Blackstone nominated for two Grammys

Blackstone Audio, Inc. has received two Grammy nominations, The Recording Academy announced Dec. 2. The audiobook "The Maltese Falcon" is nominated for Best Spoken Word Album, and the company's audio version of "Through the Looking Glass (And What Alice Found There)" is nominated for Best Spoken Word Album for Children.

"We're really delighted. This year we will have produced 400 audio books and we strive to make every one of them the very best," said Craig Black, founder of the largest independent audio company in America. "To receive recognition from the Recording Academy really validates our efforts. It feels like we've gotten there; like we've really arrived."

Started in 1987 in Black's Medford living room, Blackstone Audio is no stranger to awards and visibility. Its 4,500 titles, narrated and produced by top-tier professionals, can be seen in Borders, Barnes & Noble,, and other major retailers. The Audio Publishers Association has awarded Blackstone 16 Audies (the audio equivalent of the Oscar). In the past three years, Blackstone has won more Audies than their primary corporate competitors, including Time Warner, Random House and Penguin.

"Our list of books is considered one of the strongest out there," said Blackstone President Josh Stanton. "We take great pride in picking books that aren't just going to be best sellers for two weeks. We want books that will be enjoyed generation after generation."

The classic crime novel "The Maltese Falcon" by Dashiell Hammett first appeared in Black Mask magazine in 1929. Blackstone Audio, Inc. brings the book to life with actor Michael Madsen as the tough, cynical P.I. Sam Spade and actress Sandra Oh as the treacherous femme fatale Brigid O'Shaughnessy.

Produced by Yuri Rasovsky and Josh Stanton, the audiobook has been named a Top 10 Crime Fiction Audiobook by Booklist Magazine and is a 2009 Booklist Editor's Choice, the AudioFile Best Book of the Year and an AudioFile Earphones Award Winner.

"A large group of people made the nomination possible," Stanton said. "Michael Madsen really delivered a top notch performance; everyone's got Humphrey Bogart on their mind when they listen. Yuri, an award-winning dramatist, wrote the script, led the cast and did post-production. Audio engineers, World Wide Wadio in Hollywood, proofers, production, packaging and presentation all had a say in it."

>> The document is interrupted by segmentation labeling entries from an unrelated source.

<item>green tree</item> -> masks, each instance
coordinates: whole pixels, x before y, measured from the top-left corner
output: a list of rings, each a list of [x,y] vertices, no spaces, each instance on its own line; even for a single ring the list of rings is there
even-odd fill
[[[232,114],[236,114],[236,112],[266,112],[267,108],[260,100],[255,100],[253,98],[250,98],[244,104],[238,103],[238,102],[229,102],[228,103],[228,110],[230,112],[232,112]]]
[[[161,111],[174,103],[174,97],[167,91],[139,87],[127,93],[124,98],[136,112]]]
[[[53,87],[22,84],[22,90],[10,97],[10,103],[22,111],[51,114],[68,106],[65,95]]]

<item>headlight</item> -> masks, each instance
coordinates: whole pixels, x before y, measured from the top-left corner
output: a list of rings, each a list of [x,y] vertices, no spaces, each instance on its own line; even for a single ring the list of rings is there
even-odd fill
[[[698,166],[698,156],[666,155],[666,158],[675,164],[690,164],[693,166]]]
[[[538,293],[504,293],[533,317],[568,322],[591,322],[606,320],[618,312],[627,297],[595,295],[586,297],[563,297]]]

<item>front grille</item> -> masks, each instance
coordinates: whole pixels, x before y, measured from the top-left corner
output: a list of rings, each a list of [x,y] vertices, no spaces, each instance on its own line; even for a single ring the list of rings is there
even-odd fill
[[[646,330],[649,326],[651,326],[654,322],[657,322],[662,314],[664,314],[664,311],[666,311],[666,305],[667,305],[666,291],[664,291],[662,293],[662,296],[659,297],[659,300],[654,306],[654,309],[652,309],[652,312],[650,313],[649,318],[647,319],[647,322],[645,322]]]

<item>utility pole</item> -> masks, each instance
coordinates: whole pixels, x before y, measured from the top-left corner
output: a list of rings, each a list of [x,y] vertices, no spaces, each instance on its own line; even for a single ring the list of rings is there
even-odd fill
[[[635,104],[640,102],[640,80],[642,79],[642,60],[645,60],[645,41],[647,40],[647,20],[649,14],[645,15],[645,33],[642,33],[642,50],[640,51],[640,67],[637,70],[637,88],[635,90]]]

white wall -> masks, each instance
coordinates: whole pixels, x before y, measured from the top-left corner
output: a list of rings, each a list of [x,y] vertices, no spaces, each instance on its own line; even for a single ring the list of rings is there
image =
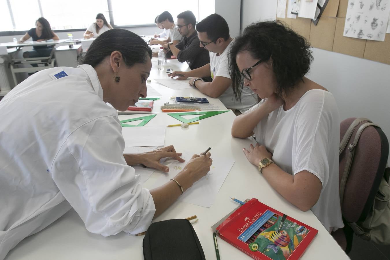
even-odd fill
[[[240,34],[240,13],[241,3],[238,0],[215,0],[215,13],[225,18],[229,26],[230,36]]]
[[[278,1],[276,0],[241,0],[241,31],[251,23],[275,20]]]
[[[242,2],[241,30],[251,23],[276,17],[276,1]],[[314,60],[307,76],[333,94],[341,119],[367,117],[380,126],[390,140],[390,65],[316,48],[312,50]]]

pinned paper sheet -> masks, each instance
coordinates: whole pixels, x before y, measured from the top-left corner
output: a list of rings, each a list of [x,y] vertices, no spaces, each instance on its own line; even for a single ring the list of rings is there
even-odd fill
[[[122,132],[127,147],[155,146],[164,145],[166,129],[166,126],[122,127]]]
[[[286,18],[286,3],[287,0],[278,0],[278,10],[276,17],[279,18]]]
[[[293,19],[296,18],[296,14],[291,13],[292,11],[292,8],[294,6],[294,3],[296,3],[296,2],[297,0],[288,0],[287,5],[287,18],[292,18]]]
[[[186,160],[184,163],[179,163],[173,159],[167,159],[163,164],[169,167],[169,172],[164,173],[156,170],[154,174],[159,176],[152,188],[159,187],[174,178],[184,168],[192,155],[192,153],[188,152],[183,152],[181,157]],[[179,200],[202,207],[211,206],[235,162],[232,158],[227,158],[225,156],[219,158],[212,156],[211,157],[213,164],[210,171],[179,197]]]
[[[389,14],[390,0],[349,0],[343,35],[383,41]]]
[[[194,87],[188,84],[188,81],[186,80],[176,80],[169,78],[154,79],[154,80],[172,89],[183,89],[184,88],[192,88]]]
[[[301,0],[298,17],[314,19],[318,0]]]

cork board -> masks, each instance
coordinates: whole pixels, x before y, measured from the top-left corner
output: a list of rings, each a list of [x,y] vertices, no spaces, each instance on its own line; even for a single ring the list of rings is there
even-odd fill
[[[386,34],[385,41],[367,41],[363,58],[390,64],[390,34]]]
[[[363,58],[367,40],[342,36],[344,23],[345,18],[337,18],[333,51]]]
[[[335,17],[321,16],[320,22],[317,25],[314,25],[312,21],[309,39],[312,46],[332,51],[336,30],[336,19]]]
[[[339,10],[339,3],[340,0],[329,0],[321,16],[336,17],[337,16],[337,10]]]
[[[317,25],[304,18],[277,19],[305,37],[312,47],[390,64],[390,34],[383,42],[343,36],[348,2],[329,0]]]
[[[296,19],[291,19],[292,20],[291,29],[304,37],[308,41],[310,37],[311,19],[297,17]]]
[[[287,25],[290,28],[291,27],[291,24],[292,23],[292,18],[279,18],[278,17],[277,19],[278,21],[280,21],[283,22],[285,23],[286,25]]]
[[[348,0],[340,0],[340,3],[339,5],[339,12],[337,12],[337,17],[345,18],[347,16],[347,8],[348,7]]]

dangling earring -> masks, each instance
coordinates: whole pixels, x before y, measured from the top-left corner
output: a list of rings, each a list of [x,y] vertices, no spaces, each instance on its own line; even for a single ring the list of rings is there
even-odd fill
[[[115,76],[114,77],[114,80],[115,81],[115,82],[119,82],[120,80],[121,77],[118,76],[118,72],[117,71],[117,73],[115,74]]]

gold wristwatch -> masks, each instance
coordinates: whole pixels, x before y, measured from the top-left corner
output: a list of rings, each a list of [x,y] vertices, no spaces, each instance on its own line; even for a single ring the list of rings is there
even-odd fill
[[[264,158],[262,160],[261,160],[259,162],[259,171],[262,174],[262,173],[261,172],[261,169],[265,167],[267,167],[271,163],[275,163],[269,158]]]

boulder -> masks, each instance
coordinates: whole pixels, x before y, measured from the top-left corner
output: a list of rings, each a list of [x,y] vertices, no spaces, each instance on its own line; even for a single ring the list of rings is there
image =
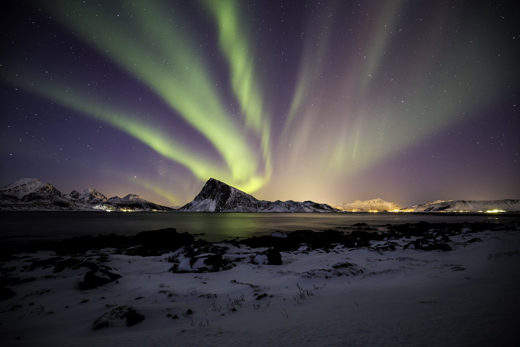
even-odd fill
[[[96,266],[88,271],[78,284],[80,289],[86,290],[103,286],[123,277],[114,268],[106,265]]]
[[[279,265],[282,264],[282,255],[278,251],[269,248],[256,254],[252,261],[258,265]]]
[[[120,321],[124,321],[127,327],[131,327],[144,319],[145,316],[133,306],[121,306],[103,314],[96,319],[92,325],[92,330],[98,330],[103,328],[114,326]]]
[[[437,242],[425,238],[420,238],[408,242],[403,247],[403,249],[420,249],[423,251],[432,251],[439,250],[441,251],[451,251],[451,247],[443,242]]]

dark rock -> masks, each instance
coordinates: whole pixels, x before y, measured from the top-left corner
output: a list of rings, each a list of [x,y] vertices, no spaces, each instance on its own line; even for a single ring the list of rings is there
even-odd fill
[[[80,281],[79,286],[81,290],[93,289],[106,285],[122,277],[114,269],[106,265],[100,265],[88,272]]]
[[[131,327],[142,321],[145,316],[131,306],[121,306],[99,317],[92,325],[92,330],[98,330],[113,326],[119,320],[125,322],[127,327]]]
[[[269,248],[255,256],[253,259],[253,263],[258,265],[281,265],[282,255],[278,251]]]
[[[205,241],[192,246],[185,246],[174,252],[168,259],[168,262],[175,263],[170,271],[205,273],[220,270],[224,262],[222,255],[229,249],[228,247]]]
[[[432,251],[440,250],[441,251],[451,251],[451,248],[443,242],[437,242],[425,238],[417,239],[405,245],[403,249],[420,249],[423,251]]]
[[[16,294],[16,293],[12,291],[9,288],[3,287],[0,288],[0,301],[7,300],[8,299],[12,298]]]
[[[471,243],[472,242],[482,242],[482,240],[481,240],[478,237],[474,237],[473,238],[471,239],[471,240],[468,240],[467,241],[466,241],[465,243]]]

"Through the Looking Glass" is the 1871 sequel to "Alice's Adventures in Wonderland." Here, Alice finds herself in a fantastic land where everything is reversed. Madcap kings, queens and mythological characters lead the heroine through an adventure loosely based on a game of chess.

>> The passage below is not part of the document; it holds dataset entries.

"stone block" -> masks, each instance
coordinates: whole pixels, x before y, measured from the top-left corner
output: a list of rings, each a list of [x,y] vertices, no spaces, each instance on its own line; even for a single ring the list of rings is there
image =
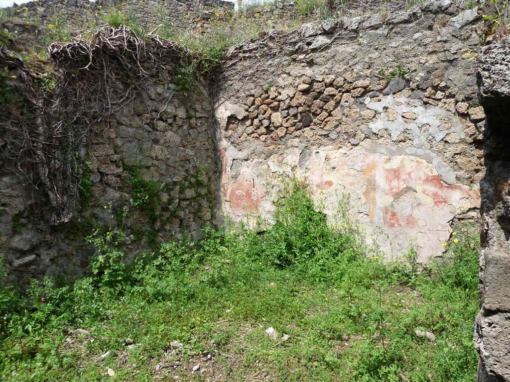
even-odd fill
[[[510,254],[485,250],[483,307],[510,311]]]

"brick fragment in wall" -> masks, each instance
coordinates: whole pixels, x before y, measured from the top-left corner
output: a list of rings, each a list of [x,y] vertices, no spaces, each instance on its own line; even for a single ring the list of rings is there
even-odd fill
[[[472,58],[467,54],[477,47],[472,37],[476,36],[479,21],[470,19],[460,34],[457,24],[442,21],[445,30],[437,38],[419,20],[432,25],[452,15],[440,17],[436,13],[443,11],[428,9],[406,14],[402,18],[405,26],[395,18],[391,32],[382,23],[371,23],[375,19],[369,21],[372,29],[363,33],[360,45],[339,38],[330,43],[330,48],[316,50],[299,45],[300,51],[284,68],[265,69],[263,78],[254,76],[243,84],[254,89],[263,87],[266,78],[273,78],[279,94],[285,89],[291,95],[274,111],[282,115],[281,125],[277,115],[275,124],[267,119],[269,124],[260,135],[247,134],[234,141],[230,138],[235,136],[233,132],[222,134],[221,145],[239,149],[265,148],[237,169],[245,176],[252,175],[252,188],[265,190],[257,203],[259,214],[270,216],[270,200],[277,189],[273,185],[282,175],[299,173],[313,179],[314,194],[329,201],[328,206],[336,205],[334,195],[339,187],[350,185],[346,189],[355,201],[354,217],[369,235],[391,232],[392,242],[384,246],[392,256],[405,253],[409,238],[420,243],[420,261],[442,253],[442,240],[448,240],[451,222],[480,203],[478,180],[483,160],[474,147],[473,131],[484,117],[476,109],[476,78]],[[348,28],[362,27],[353,24]],[[313,40],[318,39],[314,34],[327,33],[319,31],[307,26],[301,32],[275,36],[274,46],[294,41],[298,44],[305,35],[307,43],[311,43],[308,46],[313,46]],[[409,40],[403,42],[407,36]],[[364,44],[363,38],[369,43]],[[434,49],[432,42],[437,45]],[[447,65],[442,49],[449,49]],[[285,60],[269,45],[259,52],[263,58],[266,53],[271,63]],[[232,64],[231,69],[243,72],[257,65],[247,60]],[[381,73],[396,74],[387,78]],[[230,102],[245,104],[244,99],[236,96],[236,81],[225,76],[220,82]],[[254,92],[248,95],[256,96]],[[295,121],[291,119],[294,116]],[[287,128],[285,135],[283,129],[278,132],[282,127]],[[279,139],[277,145],[271,138],[274,135]],[[304,147],[314,153],[306,160],[300,159]],[[266,152],[274,158],[269,163]],[[228,156],[224,160],[228,161]],[[233,186],[237,172],[234,177],[223,173],[224,189]],[[389,179],[392,183],[387,190]],[[375,206],[371,206],[371,200],[376,201]],[[227,214],[242,218],[242,209],[228,198],[224,202]],[[409,212],[421,208],[417,215]],[[470,219],[475,226],[479,224],[476,214]]]

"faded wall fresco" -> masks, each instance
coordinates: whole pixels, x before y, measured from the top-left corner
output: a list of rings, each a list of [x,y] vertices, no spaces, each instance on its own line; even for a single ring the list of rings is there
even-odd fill
[[[390,257],[412,244],[426,262],[456,225],[479,227],[476,10],[400,16],[304,24],[261,42],[260,58],[256,42],[231,52],[216,103],[226,215],[270,221],[297,176],[332,217],[348,195]]]

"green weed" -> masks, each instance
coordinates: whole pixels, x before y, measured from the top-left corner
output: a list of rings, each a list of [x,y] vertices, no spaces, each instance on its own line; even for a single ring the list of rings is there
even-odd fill
[[[24,296],[0,288],[2,379],[103,380],[110,368],[109,380],[192,380],[210,375],[209,353],[232,380],[473,380],[476,238],[460,227],[445,259],[418,272],[381,262],[352,222],[328,225],[302,183],[275,209],[271,225],[206,229],[131,263],[121,229],[96,231],[90,275],[34,281]],[[288,339],[265,337],[270,326]]]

"Stefan Rudnicki, a Grammy-winning audiobook producer, and great-selling author Harlan Ellison just put together a really special production," Stanton said. "It was a little risky using an American on a British classic with a Southern belle as the queen, but the risks they took obviously paid off."

Consultants Rick Bleiweiss and Deborah Morgan of Ashland also played a hand in the nominations.

"We really look at them as part of our senior management team who really educated and informed us on the ins and outs of the Grammy process and helped further our production to another level," Stanton said.

What does it mean to Stanton that Blackstone Audio has been nominated for two Grammys?

"It validates all the hard work that everyone in the company puts out each and every day," he said. "As a small company, we've always had big goals. We've strived to be the best and this just shows we're on the way to getting there. We're very optimistic that we might be able to win."

Nomination is "good news" for a family of friends and employees.

"Most of the 200-plus people that work for us or with us, meaning readers and employees, reside here in the Valley and many have become friends," Black said. "There was uproarious applause when I told them about the nominations. It truly felt like I was giving good news to family."

The best thing about working at Blackstone is "definitely the culture," said Stanton, who has been with the company since high school and has worked his way through every department. "It's a very family-like business culture — very relaxed, creative, everyone has their own self-drive and everyone brings something unique to the table."

Blackstone inhabits 40,000 square feet of office space on Mistletoe Road in Ashland, outfitted with four recording studios.

"We do everything in-house; we're completely integrated," Stanton said. "This is pretty neat because most publishers outsource large chunks of production or recording. We are absolutely community-oriented. It is the creative culture and amount of talent here in the Rogue Valley that keeps us here."